Having absorbed feedback from the beta tests of more than 30,000 businesses over the last two years, IBM Aug. 16 formally launched Lotus Notes and Domino 8, the latest versions of the companys business e-mail and collaboration software.
The software, which offers e-mail, calendaring, instant messaging and other tools for knowledge workers, is based on the open-source Eclipse Rich Client Platform. This is a significant departure from previous versions of the software, which were based expressly on IBMs proprietary technology.
“The groundwork for Notes for the next 10 to 15 years is to move beyond the client server to this completely open applications client,” said Ed Brill, Lotus Notes strategy executive for IBMs Software Group. “If we didnt move in the direction of openness, you could see an increasingly niche role for a dedicated or proprietary client talking to one server.”
Brill said basing Notes and Domino 8 on Eclipse will enable IBM to compete with Microsoft, which has taken great pains in the last few years to bolster its SharePoint and Office collaboration tools.
The stakes are high: Most analysts peg collaboration software as a multibillion-dollar market that has yet to take off despite the snowballing popularity of so-called Web 2.0 offerings such as blogs, wikis and enterprise mashups.
To that end, Lotus Notes 8 integrates IM and telephony presence awareness, office tools to create and edit documents, presentations and spreadsheets, along with custom applications, such as blogs, help desk, CRM (customer relationship management) and Salesforce.com software.
Because Lotus Notes 8 is also based on Lotus Expeditor 6.1.1, it allows the more adventurous, Web 2.0-savvy businesses to combine some of these applications with mashups. For example, programmers could link a Domino-based sales application with a human resources system running on another platform through one screen.
Burton Group analyst Karen Hobert said these features are critical in differentiating Notes 8 from previous versions.
“Much of the user experience enhancements are due to the Eclipse-based client that supports plug-in and composite application interfaces,” Hobert said. “This allows the creation of in-context user interfaces with external applications and offers mix-and-match integration of the Notes client with other IBM Lotus products such as Sametime and Lotus Connections.”
The new software renders access to mashups and other applications in the inbox via a new sidebar. With the sidebar, users can call up the applications they want with a single mouse click. Notes 8 also boasts a new search tool that lets users search Web and hard drive files, not just e-mail and contacts searches.
Also, a new Conversation feature lets users view e-mail grouped together in related threads or through the traditional way of one message at a time. How about recall? A new Message Recall feature lets users recall an e-mail message after it has been sent by mistake.
A new “activities” option, licensed as part of the Lotus Connections social networking software, allows workers to share documents, e-mail, IM and other items related to a project into one unit.
Embodying the spirit of the Eclipse platform it is based on, Lotus Notes 8 features productivity tools that let users create versions of spreadsheets, word processing documents and presentations that support ODF (Open Document Format).
This allows users to import and export file formats used by Microsoft Office and Open Office file formats and save them either in the original format or ODF.
Lotus Notes, priced at $144 per user for a year of maintenance and technical support, or $4000 per processor per server, supports Linux and Windows for clients and Windows, Linux, Sun Solaris, AIX and IBM System i for servers.

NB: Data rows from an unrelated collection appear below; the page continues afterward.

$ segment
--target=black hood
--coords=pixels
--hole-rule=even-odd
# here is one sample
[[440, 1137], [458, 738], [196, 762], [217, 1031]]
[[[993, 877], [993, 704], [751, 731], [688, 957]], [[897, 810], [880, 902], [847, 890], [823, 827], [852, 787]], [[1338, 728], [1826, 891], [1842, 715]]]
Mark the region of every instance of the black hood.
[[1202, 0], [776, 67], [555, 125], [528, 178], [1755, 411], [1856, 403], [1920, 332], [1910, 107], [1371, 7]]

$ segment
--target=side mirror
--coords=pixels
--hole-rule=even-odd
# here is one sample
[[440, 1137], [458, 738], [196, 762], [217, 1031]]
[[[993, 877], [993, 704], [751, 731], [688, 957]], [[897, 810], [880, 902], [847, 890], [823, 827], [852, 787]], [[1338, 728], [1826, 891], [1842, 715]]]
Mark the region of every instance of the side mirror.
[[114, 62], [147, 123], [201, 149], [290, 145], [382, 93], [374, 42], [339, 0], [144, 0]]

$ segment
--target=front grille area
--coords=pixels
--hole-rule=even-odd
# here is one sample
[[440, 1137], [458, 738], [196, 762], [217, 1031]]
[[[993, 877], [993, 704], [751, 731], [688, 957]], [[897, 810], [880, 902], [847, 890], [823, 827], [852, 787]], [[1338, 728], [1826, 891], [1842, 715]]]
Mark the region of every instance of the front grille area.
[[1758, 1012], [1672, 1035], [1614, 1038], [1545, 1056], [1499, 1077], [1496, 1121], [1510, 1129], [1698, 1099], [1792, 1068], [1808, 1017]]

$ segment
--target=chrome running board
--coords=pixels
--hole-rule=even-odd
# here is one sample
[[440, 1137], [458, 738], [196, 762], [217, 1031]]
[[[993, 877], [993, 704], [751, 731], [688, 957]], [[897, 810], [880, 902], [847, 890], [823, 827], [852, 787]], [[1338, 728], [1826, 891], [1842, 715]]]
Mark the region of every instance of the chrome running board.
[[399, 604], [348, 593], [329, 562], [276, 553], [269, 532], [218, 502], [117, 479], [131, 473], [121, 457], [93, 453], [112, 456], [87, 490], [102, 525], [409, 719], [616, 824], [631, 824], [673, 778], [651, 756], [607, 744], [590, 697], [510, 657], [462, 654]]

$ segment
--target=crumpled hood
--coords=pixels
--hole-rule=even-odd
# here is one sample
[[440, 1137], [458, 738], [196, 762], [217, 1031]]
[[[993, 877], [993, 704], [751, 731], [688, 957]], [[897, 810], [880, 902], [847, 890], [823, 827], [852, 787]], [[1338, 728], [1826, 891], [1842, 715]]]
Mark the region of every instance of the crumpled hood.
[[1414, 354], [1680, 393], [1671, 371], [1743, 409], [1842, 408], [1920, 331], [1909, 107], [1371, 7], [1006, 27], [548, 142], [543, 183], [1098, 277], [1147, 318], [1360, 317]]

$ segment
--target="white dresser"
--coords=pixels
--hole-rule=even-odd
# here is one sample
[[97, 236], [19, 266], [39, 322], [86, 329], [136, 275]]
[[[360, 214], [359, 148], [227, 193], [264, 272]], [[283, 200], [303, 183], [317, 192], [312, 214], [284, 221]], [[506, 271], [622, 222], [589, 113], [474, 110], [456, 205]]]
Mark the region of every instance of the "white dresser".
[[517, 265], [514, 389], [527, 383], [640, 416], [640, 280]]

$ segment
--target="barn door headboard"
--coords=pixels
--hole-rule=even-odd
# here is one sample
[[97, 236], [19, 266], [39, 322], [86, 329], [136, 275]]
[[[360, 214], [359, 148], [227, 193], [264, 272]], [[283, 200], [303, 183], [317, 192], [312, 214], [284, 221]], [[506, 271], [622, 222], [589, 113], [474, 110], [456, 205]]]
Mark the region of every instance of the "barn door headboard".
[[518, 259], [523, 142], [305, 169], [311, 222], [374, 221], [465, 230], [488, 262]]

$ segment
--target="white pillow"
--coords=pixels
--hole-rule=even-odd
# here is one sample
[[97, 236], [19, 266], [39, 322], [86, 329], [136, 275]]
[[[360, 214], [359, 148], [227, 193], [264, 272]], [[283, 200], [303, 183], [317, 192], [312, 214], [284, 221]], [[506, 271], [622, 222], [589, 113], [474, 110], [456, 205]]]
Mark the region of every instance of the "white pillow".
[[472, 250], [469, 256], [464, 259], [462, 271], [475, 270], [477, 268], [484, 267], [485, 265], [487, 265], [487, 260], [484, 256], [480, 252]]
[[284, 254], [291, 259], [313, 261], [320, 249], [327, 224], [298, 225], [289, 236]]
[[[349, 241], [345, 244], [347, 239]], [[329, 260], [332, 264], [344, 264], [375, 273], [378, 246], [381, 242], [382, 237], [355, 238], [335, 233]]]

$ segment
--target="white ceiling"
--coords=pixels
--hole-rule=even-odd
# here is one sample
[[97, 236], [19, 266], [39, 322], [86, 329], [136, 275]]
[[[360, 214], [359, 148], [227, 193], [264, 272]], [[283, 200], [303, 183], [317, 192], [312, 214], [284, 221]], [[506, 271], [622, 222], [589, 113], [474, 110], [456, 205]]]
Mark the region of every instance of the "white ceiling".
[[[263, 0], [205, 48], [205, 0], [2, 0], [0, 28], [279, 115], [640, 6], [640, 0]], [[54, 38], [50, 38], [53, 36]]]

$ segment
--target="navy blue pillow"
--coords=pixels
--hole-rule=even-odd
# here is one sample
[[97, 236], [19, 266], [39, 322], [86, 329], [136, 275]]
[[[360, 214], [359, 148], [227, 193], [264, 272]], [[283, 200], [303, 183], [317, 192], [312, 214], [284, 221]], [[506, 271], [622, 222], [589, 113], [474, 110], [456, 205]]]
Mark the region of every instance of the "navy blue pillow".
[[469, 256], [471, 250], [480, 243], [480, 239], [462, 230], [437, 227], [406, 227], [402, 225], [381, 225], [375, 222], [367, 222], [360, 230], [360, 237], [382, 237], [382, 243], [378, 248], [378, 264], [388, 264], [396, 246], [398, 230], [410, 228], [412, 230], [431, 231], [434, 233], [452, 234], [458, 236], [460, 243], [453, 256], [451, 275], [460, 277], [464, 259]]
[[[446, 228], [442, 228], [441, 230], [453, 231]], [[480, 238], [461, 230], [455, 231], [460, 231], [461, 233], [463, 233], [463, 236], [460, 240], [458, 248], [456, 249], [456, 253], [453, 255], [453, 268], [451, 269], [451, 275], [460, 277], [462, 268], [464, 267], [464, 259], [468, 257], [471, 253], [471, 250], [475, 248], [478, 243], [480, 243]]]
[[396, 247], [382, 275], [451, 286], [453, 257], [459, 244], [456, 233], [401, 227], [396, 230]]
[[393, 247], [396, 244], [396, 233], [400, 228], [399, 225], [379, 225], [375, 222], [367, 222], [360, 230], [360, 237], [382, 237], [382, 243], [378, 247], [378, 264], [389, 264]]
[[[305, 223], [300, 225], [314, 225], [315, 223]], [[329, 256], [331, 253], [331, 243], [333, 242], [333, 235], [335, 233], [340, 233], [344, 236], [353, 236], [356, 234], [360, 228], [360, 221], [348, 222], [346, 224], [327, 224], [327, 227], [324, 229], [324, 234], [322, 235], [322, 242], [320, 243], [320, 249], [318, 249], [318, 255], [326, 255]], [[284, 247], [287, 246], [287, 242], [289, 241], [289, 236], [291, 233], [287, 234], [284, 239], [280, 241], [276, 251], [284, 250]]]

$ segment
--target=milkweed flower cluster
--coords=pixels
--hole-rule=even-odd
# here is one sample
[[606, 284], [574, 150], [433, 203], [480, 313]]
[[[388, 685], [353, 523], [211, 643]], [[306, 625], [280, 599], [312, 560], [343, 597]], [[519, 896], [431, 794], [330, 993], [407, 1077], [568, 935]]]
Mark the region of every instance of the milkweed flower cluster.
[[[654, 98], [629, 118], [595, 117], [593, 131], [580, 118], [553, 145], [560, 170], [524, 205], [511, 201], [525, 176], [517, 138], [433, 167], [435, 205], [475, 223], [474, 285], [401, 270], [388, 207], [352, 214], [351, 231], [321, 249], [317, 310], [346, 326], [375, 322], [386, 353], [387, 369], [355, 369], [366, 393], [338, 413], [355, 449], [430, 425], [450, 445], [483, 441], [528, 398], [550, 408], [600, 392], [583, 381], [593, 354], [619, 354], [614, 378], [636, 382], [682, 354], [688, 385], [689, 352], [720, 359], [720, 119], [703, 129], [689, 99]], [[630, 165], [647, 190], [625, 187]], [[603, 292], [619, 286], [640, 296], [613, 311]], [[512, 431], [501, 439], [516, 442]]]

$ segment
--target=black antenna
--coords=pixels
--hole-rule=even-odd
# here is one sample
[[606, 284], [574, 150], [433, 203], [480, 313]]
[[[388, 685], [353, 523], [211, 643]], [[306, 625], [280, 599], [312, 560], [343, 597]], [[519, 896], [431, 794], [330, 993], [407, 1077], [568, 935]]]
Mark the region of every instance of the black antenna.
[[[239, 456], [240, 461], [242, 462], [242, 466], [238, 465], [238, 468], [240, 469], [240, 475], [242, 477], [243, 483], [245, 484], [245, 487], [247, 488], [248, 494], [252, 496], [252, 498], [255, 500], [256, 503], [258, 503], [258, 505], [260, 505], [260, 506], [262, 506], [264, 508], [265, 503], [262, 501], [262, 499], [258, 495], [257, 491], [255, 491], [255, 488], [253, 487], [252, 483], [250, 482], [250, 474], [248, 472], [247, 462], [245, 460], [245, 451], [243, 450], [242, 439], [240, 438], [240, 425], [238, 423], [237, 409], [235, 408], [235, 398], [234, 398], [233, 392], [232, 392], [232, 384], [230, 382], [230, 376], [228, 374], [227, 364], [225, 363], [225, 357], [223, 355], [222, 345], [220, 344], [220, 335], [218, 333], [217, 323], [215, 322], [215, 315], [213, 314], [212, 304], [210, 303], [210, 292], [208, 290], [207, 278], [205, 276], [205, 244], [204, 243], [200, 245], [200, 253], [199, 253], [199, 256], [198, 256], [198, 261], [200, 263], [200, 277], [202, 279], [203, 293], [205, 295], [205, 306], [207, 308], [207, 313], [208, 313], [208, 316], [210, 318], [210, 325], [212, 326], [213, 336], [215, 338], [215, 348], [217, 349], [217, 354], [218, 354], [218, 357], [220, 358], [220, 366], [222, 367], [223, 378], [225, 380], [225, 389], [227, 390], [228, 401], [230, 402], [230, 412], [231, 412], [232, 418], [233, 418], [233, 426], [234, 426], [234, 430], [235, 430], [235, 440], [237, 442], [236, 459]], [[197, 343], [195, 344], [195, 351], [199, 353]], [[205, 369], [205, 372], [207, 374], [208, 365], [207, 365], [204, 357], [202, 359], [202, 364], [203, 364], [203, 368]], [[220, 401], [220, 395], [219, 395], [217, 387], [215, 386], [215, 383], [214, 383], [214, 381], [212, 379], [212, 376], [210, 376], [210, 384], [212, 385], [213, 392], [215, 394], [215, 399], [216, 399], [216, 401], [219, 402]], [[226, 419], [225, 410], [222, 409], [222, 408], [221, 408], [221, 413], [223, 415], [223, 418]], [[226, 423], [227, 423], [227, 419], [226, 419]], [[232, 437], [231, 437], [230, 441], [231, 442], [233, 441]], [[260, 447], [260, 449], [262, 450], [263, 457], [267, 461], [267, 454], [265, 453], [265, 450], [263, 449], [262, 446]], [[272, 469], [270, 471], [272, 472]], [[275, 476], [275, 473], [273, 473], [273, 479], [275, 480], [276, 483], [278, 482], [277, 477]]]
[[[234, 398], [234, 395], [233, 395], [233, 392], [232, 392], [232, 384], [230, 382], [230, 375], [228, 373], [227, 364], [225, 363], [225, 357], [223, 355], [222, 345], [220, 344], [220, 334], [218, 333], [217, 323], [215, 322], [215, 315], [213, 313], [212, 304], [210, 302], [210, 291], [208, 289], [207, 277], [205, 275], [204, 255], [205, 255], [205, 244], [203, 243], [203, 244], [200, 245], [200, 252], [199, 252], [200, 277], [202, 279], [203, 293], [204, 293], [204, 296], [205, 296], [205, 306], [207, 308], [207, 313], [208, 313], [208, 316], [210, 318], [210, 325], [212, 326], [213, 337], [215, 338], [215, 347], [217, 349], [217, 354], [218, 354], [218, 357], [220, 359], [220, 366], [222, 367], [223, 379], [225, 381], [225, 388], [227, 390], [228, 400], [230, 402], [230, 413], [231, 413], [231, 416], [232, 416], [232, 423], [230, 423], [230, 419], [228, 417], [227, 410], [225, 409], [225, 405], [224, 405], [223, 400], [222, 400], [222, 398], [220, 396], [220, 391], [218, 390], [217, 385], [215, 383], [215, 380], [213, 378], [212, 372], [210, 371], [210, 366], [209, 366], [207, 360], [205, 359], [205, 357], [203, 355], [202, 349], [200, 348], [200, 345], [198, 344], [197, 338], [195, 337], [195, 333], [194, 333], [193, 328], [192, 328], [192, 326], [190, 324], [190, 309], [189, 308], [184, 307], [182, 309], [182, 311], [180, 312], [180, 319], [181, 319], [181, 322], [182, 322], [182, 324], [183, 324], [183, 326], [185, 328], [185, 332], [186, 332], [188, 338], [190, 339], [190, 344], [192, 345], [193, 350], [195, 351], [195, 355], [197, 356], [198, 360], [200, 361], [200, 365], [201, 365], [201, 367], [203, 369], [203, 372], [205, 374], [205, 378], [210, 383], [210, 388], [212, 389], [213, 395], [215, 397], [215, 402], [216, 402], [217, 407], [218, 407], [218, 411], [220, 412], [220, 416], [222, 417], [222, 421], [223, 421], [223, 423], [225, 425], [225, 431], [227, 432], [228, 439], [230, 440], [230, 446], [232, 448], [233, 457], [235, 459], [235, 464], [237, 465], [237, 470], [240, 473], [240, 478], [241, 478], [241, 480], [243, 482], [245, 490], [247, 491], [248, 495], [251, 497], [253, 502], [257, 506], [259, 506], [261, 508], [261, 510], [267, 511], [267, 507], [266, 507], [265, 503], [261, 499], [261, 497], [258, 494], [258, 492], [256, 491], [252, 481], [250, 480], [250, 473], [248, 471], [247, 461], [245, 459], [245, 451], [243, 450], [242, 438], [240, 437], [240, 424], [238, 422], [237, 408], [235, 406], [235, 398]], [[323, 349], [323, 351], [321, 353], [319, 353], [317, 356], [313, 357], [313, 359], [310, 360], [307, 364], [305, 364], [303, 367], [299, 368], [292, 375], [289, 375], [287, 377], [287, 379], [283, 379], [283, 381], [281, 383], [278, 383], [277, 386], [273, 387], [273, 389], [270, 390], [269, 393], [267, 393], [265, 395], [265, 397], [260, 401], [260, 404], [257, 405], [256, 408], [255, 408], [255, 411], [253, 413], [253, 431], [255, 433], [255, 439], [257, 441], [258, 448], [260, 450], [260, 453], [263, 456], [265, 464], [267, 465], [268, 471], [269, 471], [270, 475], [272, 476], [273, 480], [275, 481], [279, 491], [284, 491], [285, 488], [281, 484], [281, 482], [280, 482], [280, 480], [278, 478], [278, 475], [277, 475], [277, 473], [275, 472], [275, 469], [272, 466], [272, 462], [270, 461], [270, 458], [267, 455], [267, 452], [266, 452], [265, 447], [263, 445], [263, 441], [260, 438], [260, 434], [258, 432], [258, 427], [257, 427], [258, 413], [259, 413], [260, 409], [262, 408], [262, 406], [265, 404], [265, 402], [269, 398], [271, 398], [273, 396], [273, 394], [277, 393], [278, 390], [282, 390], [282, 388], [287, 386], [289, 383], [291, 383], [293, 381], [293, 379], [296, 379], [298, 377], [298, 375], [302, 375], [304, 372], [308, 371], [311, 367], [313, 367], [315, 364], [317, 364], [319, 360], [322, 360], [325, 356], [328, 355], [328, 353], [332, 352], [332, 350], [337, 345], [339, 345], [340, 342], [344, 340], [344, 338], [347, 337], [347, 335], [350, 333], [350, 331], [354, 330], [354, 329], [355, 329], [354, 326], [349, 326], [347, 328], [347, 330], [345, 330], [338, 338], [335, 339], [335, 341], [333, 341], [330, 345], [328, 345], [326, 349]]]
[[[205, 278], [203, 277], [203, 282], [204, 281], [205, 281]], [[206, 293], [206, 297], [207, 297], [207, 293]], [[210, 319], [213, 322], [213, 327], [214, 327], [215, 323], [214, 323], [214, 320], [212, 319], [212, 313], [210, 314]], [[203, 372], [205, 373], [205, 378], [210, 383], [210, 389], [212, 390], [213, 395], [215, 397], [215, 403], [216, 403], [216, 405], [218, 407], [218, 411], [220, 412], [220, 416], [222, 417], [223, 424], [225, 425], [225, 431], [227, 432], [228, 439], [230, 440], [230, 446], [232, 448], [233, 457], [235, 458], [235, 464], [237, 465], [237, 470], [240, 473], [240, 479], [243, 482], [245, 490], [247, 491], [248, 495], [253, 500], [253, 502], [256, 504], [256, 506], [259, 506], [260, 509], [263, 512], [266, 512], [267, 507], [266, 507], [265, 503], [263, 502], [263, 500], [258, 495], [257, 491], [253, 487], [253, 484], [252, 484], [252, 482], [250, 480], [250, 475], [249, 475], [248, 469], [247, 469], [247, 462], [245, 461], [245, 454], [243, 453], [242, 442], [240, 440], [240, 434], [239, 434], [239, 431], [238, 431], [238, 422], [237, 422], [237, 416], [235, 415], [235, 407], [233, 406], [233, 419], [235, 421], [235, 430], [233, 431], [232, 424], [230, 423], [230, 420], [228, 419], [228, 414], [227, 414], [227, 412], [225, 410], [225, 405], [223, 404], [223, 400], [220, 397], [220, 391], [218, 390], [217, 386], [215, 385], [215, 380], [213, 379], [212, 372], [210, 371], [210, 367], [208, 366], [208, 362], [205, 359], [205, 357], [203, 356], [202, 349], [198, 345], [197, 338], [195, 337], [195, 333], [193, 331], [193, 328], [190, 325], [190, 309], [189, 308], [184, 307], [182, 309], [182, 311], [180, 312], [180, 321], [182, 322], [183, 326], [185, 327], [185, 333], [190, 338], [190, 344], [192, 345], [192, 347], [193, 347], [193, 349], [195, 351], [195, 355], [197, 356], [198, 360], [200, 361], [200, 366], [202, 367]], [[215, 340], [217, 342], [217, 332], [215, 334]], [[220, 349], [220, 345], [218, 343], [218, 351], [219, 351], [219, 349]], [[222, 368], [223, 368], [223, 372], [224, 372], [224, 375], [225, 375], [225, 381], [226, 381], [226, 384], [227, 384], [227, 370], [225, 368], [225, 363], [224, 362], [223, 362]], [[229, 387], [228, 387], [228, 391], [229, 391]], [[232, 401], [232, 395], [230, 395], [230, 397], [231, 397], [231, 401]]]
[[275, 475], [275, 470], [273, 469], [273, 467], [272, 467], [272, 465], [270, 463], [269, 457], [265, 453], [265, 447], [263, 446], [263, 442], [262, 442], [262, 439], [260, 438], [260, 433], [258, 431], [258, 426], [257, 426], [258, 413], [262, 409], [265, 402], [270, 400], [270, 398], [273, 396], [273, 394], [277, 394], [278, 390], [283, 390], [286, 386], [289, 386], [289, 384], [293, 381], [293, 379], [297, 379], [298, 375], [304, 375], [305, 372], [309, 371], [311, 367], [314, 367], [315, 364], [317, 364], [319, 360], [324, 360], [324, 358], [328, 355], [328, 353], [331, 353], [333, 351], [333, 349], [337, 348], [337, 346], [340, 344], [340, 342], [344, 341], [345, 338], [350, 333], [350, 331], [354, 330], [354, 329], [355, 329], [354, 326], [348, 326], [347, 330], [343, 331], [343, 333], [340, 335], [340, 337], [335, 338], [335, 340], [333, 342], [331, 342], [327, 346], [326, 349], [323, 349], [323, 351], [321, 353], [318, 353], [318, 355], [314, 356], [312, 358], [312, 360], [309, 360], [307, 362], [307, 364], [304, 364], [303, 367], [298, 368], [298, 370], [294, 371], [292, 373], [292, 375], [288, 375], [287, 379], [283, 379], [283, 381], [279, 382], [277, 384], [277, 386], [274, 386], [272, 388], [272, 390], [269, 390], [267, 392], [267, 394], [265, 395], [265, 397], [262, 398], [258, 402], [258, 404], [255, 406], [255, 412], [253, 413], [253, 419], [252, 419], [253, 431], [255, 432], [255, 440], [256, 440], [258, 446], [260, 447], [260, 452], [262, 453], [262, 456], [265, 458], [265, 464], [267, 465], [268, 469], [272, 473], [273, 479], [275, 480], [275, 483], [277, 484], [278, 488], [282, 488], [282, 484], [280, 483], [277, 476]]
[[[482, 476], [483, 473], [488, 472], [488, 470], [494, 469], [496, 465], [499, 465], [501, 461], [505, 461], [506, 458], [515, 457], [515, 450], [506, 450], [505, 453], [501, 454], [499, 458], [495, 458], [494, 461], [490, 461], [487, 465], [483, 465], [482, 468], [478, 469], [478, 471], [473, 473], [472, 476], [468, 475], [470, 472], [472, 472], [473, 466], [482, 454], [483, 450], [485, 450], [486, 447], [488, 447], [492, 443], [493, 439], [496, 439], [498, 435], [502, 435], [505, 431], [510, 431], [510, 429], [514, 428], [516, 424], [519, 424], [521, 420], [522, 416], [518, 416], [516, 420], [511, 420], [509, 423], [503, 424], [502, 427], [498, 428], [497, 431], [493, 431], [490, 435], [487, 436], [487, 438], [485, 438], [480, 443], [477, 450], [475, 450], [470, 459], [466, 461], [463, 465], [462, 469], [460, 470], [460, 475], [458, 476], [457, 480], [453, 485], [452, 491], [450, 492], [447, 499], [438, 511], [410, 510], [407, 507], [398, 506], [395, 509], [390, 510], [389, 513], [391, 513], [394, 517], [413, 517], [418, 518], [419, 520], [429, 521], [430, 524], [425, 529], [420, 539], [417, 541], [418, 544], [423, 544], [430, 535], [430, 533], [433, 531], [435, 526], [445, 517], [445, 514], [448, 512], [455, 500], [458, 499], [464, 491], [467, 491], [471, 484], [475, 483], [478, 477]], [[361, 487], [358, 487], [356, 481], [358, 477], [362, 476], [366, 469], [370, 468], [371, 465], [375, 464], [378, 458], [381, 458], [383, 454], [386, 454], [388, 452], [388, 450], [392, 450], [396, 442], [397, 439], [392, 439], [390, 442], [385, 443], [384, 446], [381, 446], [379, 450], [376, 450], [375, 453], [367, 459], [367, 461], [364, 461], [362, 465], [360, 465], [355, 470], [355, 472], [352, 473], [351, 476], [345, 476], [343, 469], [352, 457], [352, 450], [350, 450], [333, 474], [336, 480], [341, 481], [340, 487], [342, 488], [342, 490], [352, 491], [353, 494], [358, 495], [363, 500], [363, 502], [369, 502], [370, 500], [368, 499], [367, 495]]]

Hobert said Notes and Domino 8 differ from Microsofts collaboration tools because there is yet no rich client for Microsoft SharePoint and the Microsoft Office products.
“The fundamentals that the Notes rich client have offered in the past still differentiate Notes from Microsoft solutions, most specifically that users can take content and applications off-line, it provides fine grained security controls both locally and on the server, and offers an application model for building collaborative applications,” Hobert said.
“One could make the argument for a SharePoint rich client that could take SharePoint content and sites offline for local use in a SharePoint-like environment, which the Microsoft Office-based offline strategy does not offer.”